I used to teach photography to blind and visually impaired students. One student made photographs of the cracked sidewalks at her school and sent them to the superintendent as "proof" of the damage. She included a letter asking for them to be fixed. "Since you are sighted," she wrote, "you may not notice these cracks. They are a big problem since my walking cane gets stuck."

I want to notice all the cracks in my world – the prejudice I still have about cultures I don't understand, the arrogance that I know anything with certainty, and the privilege I have by virtue of my skin color, gender, and Harvard education. Sometimes the cracks seems small and easy to overlook – saying people's names incorrectly, not giving thanks before a meal, forgetting my mom's birthday (she'd say that was a big crack), and being too judgmental of others. Sometimes the cracks are obvious – if I pay attention.

My calling in life is to use my skills as a media artist, entrepreneur, and leader to help everyone notice the cracks, because there are many.

April 2006: Reflections on my essay from 2002

My original Portrait Project essay told of cracks in the sidewalk captured by a blind photographer. Since 1994, I only thought about this story occasionally. After writing my essay, the "cracked sidewalks" became a pivotal metaphor that helped me define my calling in the world.

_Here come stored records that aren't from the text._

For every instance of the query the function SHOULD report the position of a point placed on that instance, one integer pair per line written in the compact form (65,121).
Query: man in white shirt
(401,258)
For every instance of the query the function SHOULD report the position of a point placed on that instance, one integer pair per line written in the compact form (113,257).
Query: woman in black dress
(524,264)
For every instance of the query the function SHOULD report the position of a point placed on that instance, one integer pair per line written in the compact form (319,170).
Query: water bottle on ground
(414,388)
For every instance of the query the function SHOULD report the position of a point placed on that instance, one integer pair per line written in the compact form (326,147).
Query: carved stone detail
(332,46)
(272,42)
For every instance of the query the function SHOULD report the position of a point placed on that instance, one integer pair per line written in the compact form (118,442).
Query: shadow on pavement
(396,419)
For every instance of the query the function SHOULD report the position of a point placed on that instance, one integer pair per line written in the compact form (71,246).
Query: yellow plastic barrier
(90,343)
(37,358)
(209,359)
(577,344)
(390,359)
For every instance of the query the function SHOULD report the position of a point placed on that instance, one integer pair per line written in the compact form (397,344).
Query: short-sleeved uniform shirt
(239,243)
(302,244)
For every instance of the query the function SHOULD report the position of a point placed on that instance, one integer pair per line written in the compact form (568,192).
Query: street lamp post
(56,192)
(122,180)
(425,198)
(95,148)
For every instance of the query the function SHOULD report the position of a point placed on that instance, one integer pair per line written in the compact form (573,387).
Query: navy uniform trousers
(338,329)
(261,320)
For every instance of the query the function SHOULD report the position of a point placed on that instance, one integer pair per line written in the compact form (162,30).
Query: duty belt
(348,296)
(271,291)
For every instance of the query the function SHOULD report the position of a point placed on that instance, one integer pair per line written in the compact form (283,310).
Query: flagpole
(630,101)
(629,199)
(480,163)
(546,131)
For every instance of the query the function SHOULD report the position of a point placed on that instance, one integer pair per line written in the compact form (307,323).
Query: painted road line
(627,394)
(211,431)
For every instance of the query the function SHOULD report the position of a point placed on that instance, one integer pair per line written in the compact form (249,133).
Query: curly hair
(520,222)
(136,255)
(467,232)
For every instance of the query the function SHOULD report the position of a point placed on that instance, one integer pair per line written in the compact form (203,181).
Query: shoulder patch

The story of the cracked sidewalk also had a very concrete impact after I graduated - it led me to publish a book of the photography by the blind and visually impaired students whom I had taught in the early 1990s. Chronicle Books will release the book in the Spring of 2007, which is entitled Seeing Beyond Sight: Photography by Blind Teenagers.

I find myself today working in the "cracks" between worlds - mostly between for profits and nonprofits, trying to blend the best from each. I am the Chief Strategist for KaBOOM! - which envisions a great place to play within walking distance of every child in America. KaBOOM! earns 90% of its $20 million budget through earned-income activities with partners such as The Home Depot. I believe this sort of social enterprise work can have a tremendous impact on the non-profit sector, making organizations more sustainable and scalable.

As I read my Portrait Project essay, I realize that I'm mostly doing what I want to be doing. I'm reminded, though, of my original intention to work more directly within the media and entertainment industry. I have been afraid to depart from the social-enterprise work which has become so familiar and comfortable over the years. I need to re-read my essay more often and take more risks to reach my "calling."

I now live in San Francisco with Mardie Oakes (HBS '02). I told my friends that I would never be one of those people who would meet my wife in grad school - I am happy to be eating my words. She also came to HBS from work in nonprofits. We found ourselves at HBS, together in the cracks between worlds.